Even “arising out of” may not get you there. Washington courts have held that even the very broad “arising out of” language has its limits. In Absher Constr. v. N. Pacific Ins., 861 F.Supp.2d 1236 (W.D. Wa. 2012), the court held that the phrase did not extend coverage to “completed operations” losses where the endorsement contained a limitation to “ongoing operations” loss. That means that the ongoing/completed operations distinction in the endorsement may be more important than the “arising out of” language. Moreover, state “anti-indemnity” laws, which prevent a general contractor from being indemnified for its sole negligence (including through insurance), may result in broad additional insured language not being enforced.

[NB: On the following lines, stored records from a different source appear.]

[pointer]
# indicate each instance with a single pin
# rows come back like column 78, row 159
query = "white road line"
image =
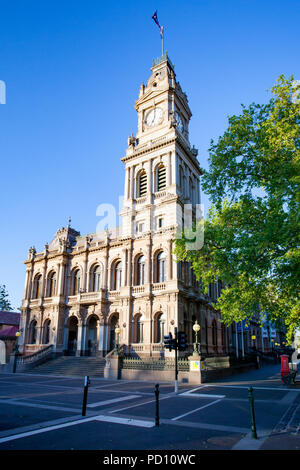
column 130, row 422
column 194, row 411
column 202, row 395
column 273, row 389
column 139, row 404
column 193, row 390
column 37, row 405
column 114, row 400
column 40, row 431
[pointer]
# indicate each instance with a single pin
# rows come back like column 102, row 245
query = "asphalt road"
column 40, row 412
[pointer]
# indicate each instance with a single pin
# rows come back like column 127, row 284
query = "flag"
column 154, row 17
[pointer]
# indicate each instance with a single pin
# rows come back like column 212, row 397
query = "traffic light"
column 169, row 342
column 182, row 341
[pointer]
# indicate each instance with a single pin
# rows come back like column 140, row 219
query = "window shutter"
column 161, row 178
column 143, row 184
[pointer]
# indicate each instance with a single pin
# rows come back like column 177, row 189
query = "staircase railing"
column 31, row 360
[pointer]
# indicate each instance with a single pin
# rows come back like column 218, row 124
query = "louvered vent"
column 161, row 178
column 143, row 184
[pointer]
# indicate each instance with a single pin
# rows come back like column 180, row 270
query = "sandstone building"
column 81, row 287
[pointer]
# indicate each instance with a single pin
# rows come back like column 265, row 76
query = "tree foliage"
column 252, row 228
column 4, row 300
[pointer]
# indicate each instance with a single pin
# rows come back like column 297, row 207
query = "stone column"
column 101, row 338
column 170, row 260
column 169, row 170
column 79, row 337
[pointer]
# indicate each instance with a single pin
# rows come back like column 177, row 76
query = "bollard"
column 253, row 425
column 157, row 405
column 85, row 390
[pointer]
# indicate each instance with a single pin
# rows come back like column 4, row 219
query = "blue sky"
column 72, row 72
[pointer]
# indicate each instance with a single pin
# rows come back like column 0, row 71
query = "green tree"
column 4, row 300
column 251, row 233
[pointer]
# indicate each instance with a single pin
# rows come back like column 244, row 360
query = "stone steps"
column 73, row 366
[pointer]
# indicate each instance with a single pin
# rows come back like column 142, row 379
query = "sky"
column 72, row 72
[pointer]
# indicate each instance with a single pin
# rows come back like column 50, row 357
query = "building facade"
column 81, row 287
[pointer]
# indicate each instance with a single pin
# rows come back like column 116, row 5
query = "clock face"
column 179, row 121
column 154, row 117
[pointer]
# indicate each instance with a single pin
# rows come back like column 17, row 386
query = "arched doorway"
column 72, row 338
column 92, row 336
column 2, row 352
column 33, row 332
column 46, row 332
column 112, row 338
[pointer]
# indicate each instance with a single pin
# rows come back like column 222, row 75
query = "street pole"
column 86, row 386
column 176, row 361
column 253, row 424
column 16, row 352
column 157, row 405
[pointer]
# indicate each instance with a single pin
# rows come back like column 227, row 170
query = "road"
column 44, row 413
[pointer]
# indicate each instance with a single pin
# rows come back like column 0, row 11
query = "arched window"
column 161, row 267
column 160, row 178
column 32, row 332
column 95, row 285
column 76, row 282
column 160, row 328
column 117, row 276
column 214, row 332
column 46, row 332
column 52, row 284
column 37, row 290
column 140, row 271
column 181, row 177
column 223, row 334
column 139, row 329
column 142, row 183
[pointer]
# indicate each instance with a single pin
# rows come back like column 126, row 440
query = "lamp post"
column 117, row 331
column 196, row 328
column 16, row 351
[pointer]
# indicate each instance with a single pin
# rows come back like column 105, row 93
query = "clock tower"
column 161, row 169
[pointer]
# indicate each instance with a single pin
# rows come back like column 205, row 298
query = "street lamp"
column 196, row 328
column 117, row 331
column 16, row 351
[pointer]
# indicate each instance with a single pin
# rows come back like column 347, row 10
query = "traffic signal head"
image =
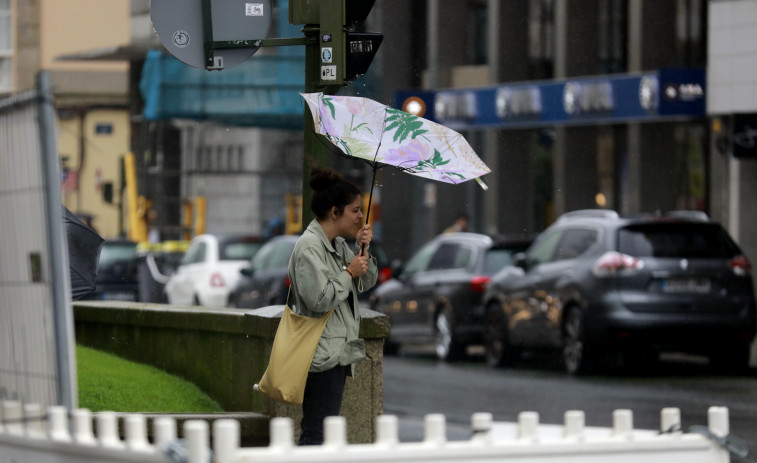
column 344, row 55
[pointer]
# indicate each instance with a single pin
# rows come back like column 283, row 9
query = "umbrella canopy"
column 84, row 246
column 366, row 129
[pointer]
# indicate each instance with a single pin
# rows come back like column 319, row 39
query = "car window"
column 676, row 240
column 280, row 255
column 262, row 257
column 575, row 242
column 239, row 251
column 195, row 254
column 378, row 251
column 543, row 249
column 496, row 259
column 419, row 262
column 117, row 252
column 449, row 256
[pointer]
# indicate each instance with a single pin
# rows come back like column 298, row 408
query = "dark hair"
column 330, row 189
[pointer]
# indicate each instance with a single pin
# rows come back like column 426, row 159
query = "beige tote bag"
column 293, row 349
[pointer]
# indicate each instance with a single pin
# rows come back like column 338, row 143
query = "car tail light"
column 384, row 275
column 740, row 265
column 478, row 284
column 613, row 263
column 216, row 280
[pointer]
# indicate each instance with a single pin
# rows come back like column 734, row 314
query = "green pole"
column 315, row 150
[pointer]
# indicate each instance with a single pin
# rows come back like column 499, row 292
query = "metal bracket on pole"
column 215, row 63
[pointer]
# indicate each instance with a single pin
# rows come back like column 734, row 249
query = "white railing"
column 28, row 434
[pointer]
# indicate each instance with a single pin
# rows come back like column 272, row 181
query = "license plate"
column 686, row 285
column 118, row 296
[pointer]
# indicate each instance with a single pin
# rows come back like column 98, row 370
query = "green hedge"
column 107, row 382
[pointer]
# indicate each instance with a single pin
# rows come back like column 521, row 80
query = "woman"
column 324, row 274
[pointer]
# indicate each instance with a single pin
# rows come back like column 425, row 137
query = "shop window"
column 612, row 35
column 541, row 26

In some situations in Washington, and in almost all cases in Oregon, the anti-indemnity statute has been more often asserted by insurers as a limit on the scope of the additional insured coverage than the causation-trigger wording.
The takeaway: The causation-trigger language of the additional insured endorsement may matter, depending on what state you are in. Pushing for the broader “arising out of” language is likely to benefit the additional insured, in most situations. However, the insurance industry is making it increasingly difficult to get the “arising out of” language, and other factors (like the application of a state anti-indemnity statute) may be more important, although perhaps harder to control by contract. Before taking a stand on the wording of the causation-trigger language it may be worthwhile to take a closer look at the state of the law, other important language, and the most likely loss scenarios. It may turn out that the causation-trigger wording is less critical than you thought.